BRING DOWN THE HAMMERSo your Magistrate’s Decision came out in your Ohio Family Law case and you do not like the result.  Here are 17 things you need to know about Objections to Magistrate’s Decisions in Ohio.

  1. Objections to Magistrate’s Decisions are governed by Ohio Rule of Civil Procedure 53(D)(3).
  2. Sometimes the Judge’s Entry Adopting the Magistrate’s Decision comes in the mail at the same time as the Decision. That does not mean that you cannot object to the Magistrate’s Decision.
  3. Per Ohio Rule of Civil Procedure 53(D)(3)(a)(ii), a Magistrate’s Decision may be general unless Findings of Fact are timely requested.  Timely requested means that Findings of Fact are requested before the entry of the Magistrate’s Decision or within 7 days after the entry of the Magistrate’s Decision.
  4. It is going to be difficult to Object to the Magistrate’s Decision without Findings of Fact.
  5. If a party timely makes a request for Findings of Fact and Conclusions of law, the time for filing objections begins to run when the Magistrate files a decision that includes findings of fact and conclusions of law.  Civ. R. (D)(3)(b)(i)

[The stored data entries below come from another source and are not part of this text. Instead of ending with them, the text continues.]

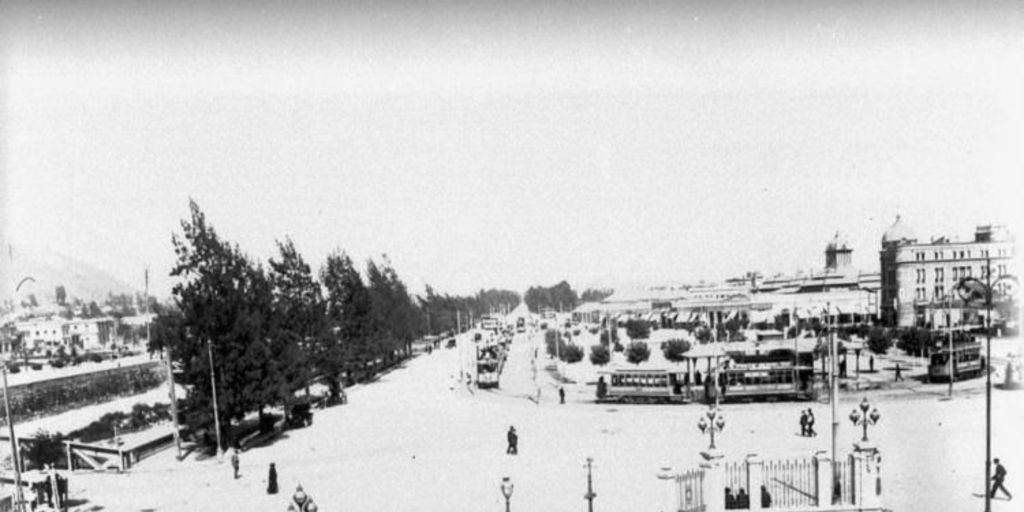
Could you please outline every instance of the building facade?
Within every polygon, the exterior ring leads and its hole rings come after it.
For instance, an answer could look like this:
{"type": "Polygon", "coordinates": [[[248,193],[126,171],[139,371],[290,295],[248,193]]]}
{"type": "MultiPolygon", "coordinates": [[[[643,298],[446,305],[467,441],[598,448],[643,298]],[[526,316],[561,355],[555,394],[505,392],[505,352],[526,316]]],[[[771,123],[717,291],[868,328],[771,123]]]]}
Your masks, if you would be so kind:
{"type": "MultiPolygon", "coordinates": [[[[919,242],[916,234],[897,216],[882,235],[881,316],[887,325],[956,326],[965,322],[957,284],[965,278],[992,280],[1016,276],[1015,239],[1004,226],[978,226],[974,238],[954,241],[939,237],[919,242]],[[935,312],[945,310],[935,321],[935,312]]],[[[1006,291],[999,283],[994,292],[1006,291]]]]}

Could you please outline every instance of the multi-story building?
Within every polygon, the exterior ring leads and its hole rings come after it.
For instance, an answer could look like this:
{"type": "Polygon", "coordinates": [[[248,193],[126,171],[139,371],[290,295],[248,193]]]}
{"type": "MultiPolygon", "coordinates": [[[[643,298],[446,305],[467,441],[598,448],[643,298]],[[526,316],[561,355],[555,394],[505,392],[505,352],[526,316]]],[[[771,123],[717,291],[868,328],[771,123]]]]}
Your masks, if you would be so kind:
{"type": "MultiPolygon", "coordinates": [[[[1015,240],[1005,226],[978,226],[974,239],[954,241],[947,237],[919,242],[914,231],[897,215],[896,222],[882,235],[881,315],[888,325],[948,326],[965,323],[965,310],[944,304],[955,303],[960,280],[984,280],[991,274],[1016,275],[1015,240]]],[[[1005,290],[998,284],[996,293],[1005,290]]]]}

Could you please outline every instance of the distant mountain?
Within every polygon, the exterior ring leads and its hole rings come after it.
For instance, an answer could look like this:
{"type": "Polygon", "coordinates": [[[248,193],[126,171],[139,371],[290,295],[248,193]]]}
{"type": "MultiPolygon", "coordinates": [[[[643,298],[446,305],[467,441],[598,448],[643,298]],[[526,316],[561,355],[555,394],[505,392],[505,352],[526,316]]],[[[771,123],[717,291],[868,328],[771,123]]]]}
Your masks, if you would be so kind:
{"type": "MultiPolygon", "coordinates": [[[[54,302],[55,290],[61,285],[67,291],[68,299],[77,297],[86,302],[101,301],[111,293],[135,294],[139,291],[95,265],[51,249],[7,245],[0,257],[12,282],[26,276],[35,280],[22,286],[18,293],[21,298],[33,293],[42,302],[54,302]]],[[[15,286],[17,283],[10,285],[11,292],[15,286]]]]}

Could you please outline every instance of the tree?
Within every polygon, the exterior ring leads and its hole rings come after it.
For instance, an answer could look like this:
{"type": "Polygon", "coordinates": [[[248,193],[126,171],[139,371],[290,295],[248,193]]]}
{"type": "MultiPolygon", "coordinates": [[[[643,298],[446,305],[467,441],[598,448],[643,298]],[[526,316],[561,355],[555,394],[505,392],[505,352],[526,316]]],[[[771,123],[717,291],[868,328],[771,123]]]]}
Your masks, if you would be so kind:
{"type": "MultiPolygon", "coordinates": [[[[602,329],[601,330],[601,334],[600,334],[600,338],[599,338],[601,340],[601,344],[604,345],[604,346],[608,346],[608,344],[609,344],[608,338],[609,338],[608,330],[607,329],[602,329]]],[[[612,329],[612,331],[611,331],[611,341],[610,342],[611,343],[615,343],[615,344],[619,343],[619,330],[617,328],[613,328],[612,329]]]]}
{"type": "Polygon", "coordinates": [[[57,285],[54,290],[54,297],[57,300],[57,305],[63,306],[68,300],[68,292],[64,289],[64,285],[57,285]]]}
{"type": "Polygon", "coordinates": [[[579,303],[579,297],[576,296],[576,292],[569,286],[569,283],[562,281],[550,288],[531,286],[526,290],[523,302],[526,302],[530,311],[535,313],[546,308],[572,311],[579,303]]]}
{"type": "Polygon", "coordinates": [[[370,343],[370,295],[363,278],[344,252],[327,256],[320,269],[320,281],[326,291],[325,308],[328,332],[321,339],[313,360],[328,379],[331,394],[340,393],[338,379],[347,370],[354,380],[353,365],[365,369],[375,357],[370,343]]]}
{"type": "Polygon", "coordinates": [[[881,327],[872,327],[868,331],[868,350],[875,354],[885,354],[892,347],[892,333],[881,327]]]}
{"type": "Polygon", "coordinates": [[[592,345],[590,347],[590,363],[595,366],[604,366],[611,361],[611,353],[607,345],[592,345]]]}
{"type": "Polygon", "coordinates": [[[36,294],[34,294],[34,293],[28,294],[28,305],[33,307],[33,308],[38,308],[39,307],[39,300],[36,299],[36,294]]]}
{"type": "Polygon", "coordinates": [[[626,322],[626,335],[631,340],[647,339],[651,335],[651,324],[632,318],[626,322]]]}
{"type": "Polygon", "coordinates": [[[555,357],[565,352],[566,343],[560,331],[551,329],[544,331],[544,346],[547,348],[547,354],[555,357]]]}
{"type": "Polygon", "coordinates": [[[178,278],[172,294],[184,336],[168,341],[175,342],[172,354],[189,389],[186,420],[194,426],[212,420],[212,352],[215,405],[230,443],[231,420],[269,405],[268,393],[276,391],[264,384],[275,380],[268,363],[273,296],[263,268],[222,240],[194,201],[189,210],[182,233],[172,238],[177,260],[171,276],[178,278]]]}
{"type": "Polygon", "coordinates": [[[268,261],[273,317],[264,374],[271,379],[268,403],[287,405],[312,377],[307,355],[323,335],[325,314],[320,284],[295,244],[285,238],[277,249],[279,257],[268,261]]]}
{"type": "Polygon", "coordinates": [[[578,363],[583,359],[583,347],[579,345],[566,345],[562,351],[562,361],[566,363],[578,363]]]}
{"type": "Polygon", "coordinates": [[[634,341],[626,348],[626,360],[635,365],[639,365],[650,357],[651,349],[647,346],[647,343],[642,341],[634,341]]]}
{"type": "Polygon", "coordinates": [[[582,294],[580,294],[580,302],[601,302],[602,300],[610,297],[612,293],[614,293],[614,290],[611,288],[587,288],[586,290],[583,290],[582,294]]]}
{"type": "Polygon", "coordinates": [[[665,359],[673,363],[679,363],[686,359],[686,353],[690,351],[690,342],[682,339],[672,339],[665,342],[661,353],[665,359]]]}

  6. A party may file written objections to the Magistrate’s Decision within 14 days of the filing of the decision. Civ. R. (D)(3)(b)(i)
  7. For good cause shown, courts shall allow a reasonable extension of time for a party to file a motion to set aside a Magistrate’s order or objections to a Magistrate’s decision.  Civil Rule 53(D)(5) says that failure of the clerk to timely serve a party is good cause. Note, this does not apply to a request for findings of fact and conclusions of law. 

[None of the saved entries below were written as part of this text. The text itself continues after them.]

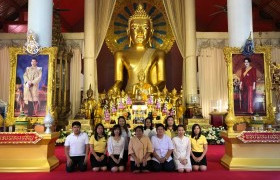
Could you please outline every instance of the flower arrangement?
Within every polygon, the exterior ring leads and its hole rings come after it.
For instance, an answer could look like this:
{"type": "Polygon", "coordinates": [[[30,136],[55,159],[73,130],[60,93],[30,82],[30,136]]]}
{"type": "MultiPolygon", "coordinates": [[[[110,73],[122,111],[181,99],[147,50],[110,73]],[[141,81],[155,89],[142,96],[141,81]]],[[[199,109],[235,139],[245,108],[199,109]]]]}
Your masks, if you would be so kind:
{"type": "Polygon", "coordinates": [[[65,142],[66,137],[68,136],[68,133],[63,129],[61,129],[59,132],[60,132],[59,138],[55,142],[56,144],[63,144],[65,142]]]}
{"type": "Polygon", "coordinates": [[[105,129],[105,134],[107,135],[107,137],[111,136],[111,133],[112,131],[110,128],[105,129]]]}
{"type": "MultiPolygon", "coordinates": [[[[56,142],[56,144],[62,145],[62,144],[64,144],[66,137],[71,133],[71,131],[64,131],[63,129],[61,129],[59,132],[60,132],[59,138],[55,142],[56,142]]],[[[82,132],[87,133],[89,138],[92,135],[92,130],[82,130],[82,132]]]]}
{"type": "Polygon", "coordinates": [[[206,137],[208,144],[224,144],[225,140],[220,136],[220,132],[224,131],[224,127],[211,127],[208,131],[202,131],[202,134],[206,137]]]}

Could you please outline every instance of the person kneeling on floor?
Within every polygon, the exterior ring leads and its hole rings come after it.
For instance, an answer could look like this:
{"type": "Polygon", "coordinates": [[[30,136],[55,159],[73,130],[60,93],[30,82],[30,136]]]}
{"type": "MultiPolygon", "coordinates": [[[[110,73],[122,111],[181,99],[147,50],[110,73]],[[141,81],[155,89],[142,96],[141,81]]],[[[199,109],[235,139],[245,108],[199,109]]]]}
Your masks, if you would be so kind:
{"type": "Polygon", "coordinates": [[[174,171],[175,164],[171,157],[174,146],[169,136],[165,134],[163,124],[157,124],[157,135],[152,137],[154,147],[152,169],[158,171],[174,171]]]}
{"type": "Polygon", "coordinates": [[[78,166],[80,171],[87,170],[89,152],[88,135],[81,132],[81,123],[72,123],[72,133],[67,136],[65,143],[65,156],[67,158],[66,171],[73,172],[78,166]]]}

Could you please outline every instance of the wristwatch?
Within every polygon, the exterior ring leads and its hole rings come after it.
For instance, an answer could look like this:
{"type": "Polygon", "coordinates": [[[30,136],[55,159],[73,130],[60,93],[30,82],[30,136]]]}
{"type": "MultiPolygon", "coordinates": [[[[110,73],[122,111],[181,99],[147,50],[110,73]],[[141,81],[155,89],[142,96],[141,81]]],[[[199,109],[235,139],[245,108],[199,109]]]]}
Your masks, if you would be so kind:
{"type": "Polygon", "coordinates": [[[168,158],[167,158],[167,157],[164,157],[164,159],[165,159],[165,161],[167,161],[168,158]]]}

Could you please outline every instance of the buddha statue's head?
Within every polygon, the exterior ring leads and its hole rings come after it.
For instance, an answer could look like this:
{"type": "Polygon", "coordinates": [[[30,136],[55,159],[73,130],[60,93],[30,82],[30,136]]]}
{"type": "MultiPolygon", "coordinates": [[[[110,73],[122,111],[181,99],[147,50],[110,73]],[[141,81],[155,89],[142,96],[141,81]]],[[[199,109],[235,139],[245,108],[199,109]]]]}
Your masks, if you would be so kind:
{"type": "Polygon", "coordinates": [[[172,91],[171,91],[171,94],[173,97],[175,97],[177,95],[177,90],[174,88],[172,91]]]}
{"type": "Polygon", "coordinates": [[[87,90],[87,98],[91,98],[93,96],[93,90],[91,89],[91,84],[89,85],[89,89],[87,90]]]}
{"type": "Polygon", "coordinates": [[[135,13],[128,20],[127,34],[129,36],[129,47],[131,44],[152,46],[153,22],[151,17],[145,12],[143,6],[139,4],[135,13]]]}

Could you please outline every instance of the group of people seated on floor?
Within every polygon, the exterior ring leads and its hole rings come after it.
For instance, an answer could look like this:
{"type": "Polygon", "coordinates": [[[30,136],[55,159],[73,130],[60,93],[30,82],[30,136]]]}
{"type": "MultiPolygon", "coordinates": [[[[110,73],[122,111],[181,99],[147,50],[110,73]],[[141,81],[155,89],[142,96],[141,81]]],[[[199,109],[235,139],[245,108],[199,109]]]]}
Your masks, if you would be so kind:
{"type": "Polygon", "coordinates": [[[110,137],[107,137],[102,124],[95,126],[90,139],[80,129],[81,123],[73,122],[73,132],[64,144],[67,172],[73,172],[77,166],[80,171],[86,171],[89,155],[95,172],[107,171],[108,168],[112,172],[122,172],[128,157],[130,170],[134,173],[207,169],[207,141],[198,124],[192,126],[190,138],[185,136],[183,125],[175,125],[172,116],[166,118],[165,125],[157,124],[155,128],[152,119],[146,118],[144,127],[134,128],[133,137],[123,116],[113,126],[110,137]]]}

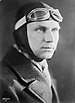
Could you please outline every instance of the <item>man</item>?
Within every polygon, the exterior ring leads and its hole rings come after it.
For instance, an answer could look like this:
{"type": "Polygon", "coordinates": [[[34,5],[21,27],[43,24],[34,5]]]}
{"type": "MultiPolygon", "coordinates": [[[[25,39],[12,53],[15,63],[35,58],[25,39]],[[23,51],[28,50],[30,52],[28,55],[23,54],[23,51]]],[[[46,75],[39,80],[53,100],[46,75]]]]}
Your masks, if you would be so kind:
{"type": "Polygon", "coordinates": [[[1,61],[2,103],[59,103],[46,59],[59,40],[62,16],[43,2],[22,6],[16,16],[13,45],[1,61]]]}

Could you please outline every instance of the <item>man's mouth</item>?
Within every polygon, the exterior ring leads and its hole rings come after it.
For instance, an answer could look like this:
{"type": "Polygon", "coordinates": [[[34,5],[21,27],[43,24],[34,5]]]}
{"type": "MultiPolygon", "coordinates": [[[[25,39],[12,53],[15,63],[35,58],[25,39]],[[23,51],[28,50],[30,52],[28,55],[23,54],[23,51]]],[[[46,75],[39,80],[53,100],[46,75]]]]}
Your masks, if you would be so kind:
{"type": "Polygon", "coordinates": [[[52,50],[54,48],[53,47],[42,47],[42,49],[52,50]]]}

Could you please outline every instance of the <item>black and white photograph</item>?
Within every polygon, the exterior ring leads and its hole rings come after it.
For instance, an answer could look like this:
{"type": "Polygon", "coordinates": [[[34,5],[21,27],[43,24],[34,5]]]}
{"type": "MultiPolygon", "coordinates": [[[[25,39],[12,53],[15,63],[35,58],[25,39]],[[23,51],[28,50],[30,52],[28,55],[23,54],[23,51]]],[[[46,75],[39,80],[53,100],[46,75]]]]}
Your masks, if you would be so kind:
{"type": "Polygon", "coordinates": [[[0,103],[75,103],[75,0],[0,0],[0,103]]]}

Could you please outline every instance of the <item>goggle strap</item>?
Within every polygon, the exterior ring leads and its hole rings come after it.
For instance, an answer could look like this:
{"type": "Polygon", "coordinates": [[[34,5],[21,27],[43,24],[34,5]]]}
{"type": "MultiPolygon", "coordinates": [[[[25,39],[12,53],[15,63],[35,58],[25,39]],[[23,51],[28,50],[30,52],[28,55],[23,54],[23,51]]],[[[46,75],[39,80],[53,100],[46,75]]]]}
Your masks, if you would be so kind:
{"type": "Polygon", "coordinates": [[[22,25],[26,23],[26,16],[22,17],[15,25],[15,30],[20,28],[22,25]]]}

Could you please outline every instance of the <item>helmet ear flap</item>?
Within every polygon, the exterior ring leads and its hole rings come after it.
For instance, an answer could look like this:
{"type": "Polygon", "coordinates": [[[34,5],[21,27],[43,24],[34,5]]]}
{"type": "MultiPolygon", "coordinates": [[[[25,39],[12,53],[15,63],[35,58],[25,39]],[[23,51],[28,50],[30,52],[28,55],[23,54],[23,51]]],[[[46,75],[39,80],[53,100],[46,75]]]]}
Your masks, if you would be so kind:
{"type": "Polygon", "coordinates": [[[15,30],[13,35],[14,35],[15,42],[17,46],[19,47],[19,49],[24,51],[24,48],[26,48],[25,45],[28,42],[27,26],[23,25],[18,30],[15,30]]]}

  8. Objections must be specific and state all grounds for objection.
  9. If any party files objections, the other party may file a response no more than 10 days after the filing of the objections.  Civ. R.  (D)(3)(b)(i)
  10. Objections to a factual finding must be supported by a transcript or an affidavit of that evidence if a transcript is not available.  These transcripts must be filed within 30 days of the filing of the objections unless the court extends the time for filing in writing. Civ. R. 53(D)(3)(b)(iii).

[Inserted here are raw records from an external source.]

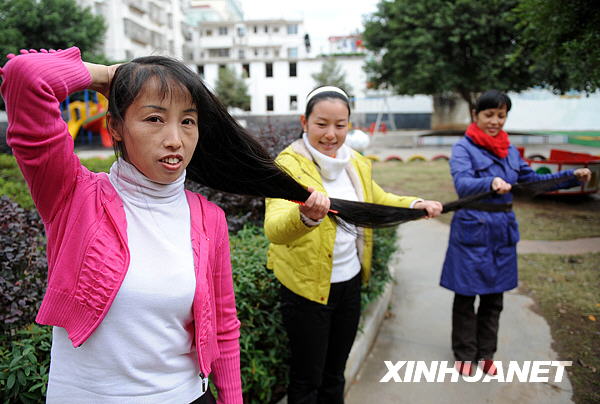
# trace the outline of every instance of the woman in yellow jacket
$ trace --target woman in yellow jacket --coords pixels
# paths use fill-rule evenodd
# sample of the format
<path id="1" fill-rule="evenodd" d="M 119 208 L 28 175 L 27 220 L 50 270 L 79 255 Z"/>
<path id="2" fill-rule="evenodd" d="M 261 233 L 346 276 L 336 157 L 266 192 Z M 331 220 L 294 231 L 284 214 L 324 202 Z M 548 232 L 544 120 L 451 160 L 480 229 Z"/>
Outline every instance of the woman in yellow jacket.
<path id="1" fill-rule="evenodd" d="M 304 133 L 277 163 L 311 192 L 304 205 L 267 199 L 267 266 L 282 283 L 290 341 L 288 403 L 343 403 L 344 369 L 360 317 L 361 278 L 371 271 L 371 229 L 337 226 L 328 196 L 441 213 L 442 205 L 385 192 L 371 162 L 344 145 L 350 104 L 332 86 L 313 90 L 300 117 Z"/>

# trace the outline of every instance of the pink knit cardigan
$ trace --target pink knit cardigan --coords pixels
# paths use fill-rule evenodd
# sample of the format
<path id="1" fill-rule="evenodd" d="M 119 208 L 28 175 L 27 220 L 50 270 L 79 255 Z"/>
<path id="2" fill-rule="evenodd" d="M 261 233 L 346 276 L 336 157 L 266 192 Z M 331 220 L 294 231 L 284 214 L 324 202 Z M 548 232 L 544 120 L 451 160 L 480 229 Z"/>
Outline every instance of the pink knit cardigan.
<path id="1" fill-rule="evenodd" d="M 73 152 L 59 103 L 91 77 L 79 49 L 32 53 L 0 71 L 7 142 L 27 181 L 47 236 L 48 287 L 36 321 L 63 327 L 73 346 L 110 309 L 129 266 L 123 204 L 105 173 Z M 194 340 L 201 376 L 212 373 L 220 403 L 242 403 L 239 326 L 223 211 L 186 191 L 196 271 Z M 118 343 L 118 341 L 115 341 Z"/>

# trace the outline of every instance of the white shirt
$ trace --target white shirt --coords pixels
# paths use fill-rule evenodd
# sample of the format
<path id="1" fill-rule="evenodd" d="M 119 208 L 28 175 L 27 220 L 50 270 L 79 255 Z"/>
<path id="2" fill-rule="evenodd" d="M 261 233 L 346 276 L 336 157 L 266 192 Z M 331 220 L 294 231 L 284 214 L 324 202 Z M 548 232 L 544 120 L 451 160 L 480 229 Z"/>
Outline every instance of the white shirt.
<path id="1" fill-rule="evenodd" d="M 319 168 L 327 195 L 330 198 L 358 201 L 356 190 L 346 171 L 346 167 L 350 163 L 350 148 L 342 145 L 334 158 L 312 147 L 306 133 L 302 135 L 302 139 Z M 360 260 L 356 247 L 357 234 L 358 231 L 354 226 L 348 225 L 348 229 L 337 226 L 333 245 L 331 283 L 350 280 L 360 272 Z"/>
<path id="2" fill-rule="evenodd" d="M 157 184 L 119 159 L 130 263 L 106 317 L 79 348 L 54 327 L 47 403 L 189 403 L 202 395 L 185 173 Z"/>

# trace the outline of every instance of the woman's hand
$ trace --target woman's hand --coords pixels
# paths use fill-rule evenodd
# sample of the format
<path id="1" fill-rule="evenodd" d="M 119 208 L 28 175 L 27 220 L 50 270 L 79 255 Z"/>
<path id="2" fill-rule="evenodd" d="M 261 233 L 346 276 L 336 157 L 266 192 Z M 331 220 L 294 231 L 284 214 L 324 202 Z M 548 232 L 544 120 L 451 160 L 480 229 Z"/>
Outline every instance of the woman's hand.
<path id="1" fill-rule="evenodd" d="M 500 177 L 495 177 L 492 181 L 492 190 L 496 191 L 498 195 L 506 194 L 510 192 L 511 189 L 512 185 Z"/>
<path id="2" fill-rule="evenodd" d="M 423 209 L 427 211 L 427 219 L 432 217 L 436 217 L 442 214 L 442 206 L 441 202 L 438 201 L 419 201 L 413 205 L 413 209 Z"/>
<path id="3" fill-rule="evenodd" d="M 573 174 L 575 174 L 579 182 L 588 182 L 592 179 L 592 172 L 589 168 L 578 168 Z"/>
<path id="4" fill-rule="evenodd" d="M 315 191 L 314 188 L 308 187 L 308 192 L 310 192 L 310 196 L 304 202 L 304 205 L 300 205 L 300 212 L 317 222 L 327 216 L 331 201 L 321 192 Z"/>
<path id="5" fill-rule="evenodd" d="M 90 72 L 90 76 L 92 76 L 92 83 L 89 88 L 94 91 L 98 91 L 103 96 L 108 98 L 108 93 L 110 90 L 110 82 L 112 81 L 113 76 L 115 75 L 115 71 L 120 64 L 104 66 L 97 65 L 95 63 L 83 62 L 85 67 Z"/>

  11. Trial transcripts are expensive, and the court is generally not going to pay for the transcript, the cost goes to the objecting party.  Most of the time the court reporter will give you an estimate of the cost in advance if you ask.
  12. Except for a claim of plain error, a party may not appeal the court’s adoption of any factual finding or legal conclusion not specifically designated as a finding of fact or conclusion of law unless the party has objected to that finding or conclusion of law at the trial court level.
  13. Per Ohio Rule of Civil Procedure 53(D)(4)(a), a magistrate’s decision is not effective unless adopted by the court.
  14. The Judge is to take an independent review as to the objected matters to ascertain that the magistrate has properly determined the factual matters and appropriately applied the law.  Civ. R.  53(D)(4)(d).  This does NOT mean that the Judge gives you a new trial.
  15. The Judge MAY hear additional evidence on objections to appeal, but may refuse to do so unless the objecting party demonstrates that the could not have, with reasonable diligence, produced that evidence for consideration by the Magistrate.  Civ. R. 53(D)(4)(d).
  16. If the court enters a Judgment pursuant to Civ. R. (D(3)(b)(i) within the 14 day time period allowed for objections, the timely filing of objections to the Magistrate’s decision operates as a stay of execution of the Judgment until the court disposes of the objections. Civ. R. 53(D)(4)(e)(i)
  17. The Judge may enter an interim order on the basis of a Magistrate’s decision without waiting for a ruling on timely objections where immediate relief is warranted . Civ. R. 53(D(4)(e)(ii).  The order can last not more than 28 days, but can be extended in increments.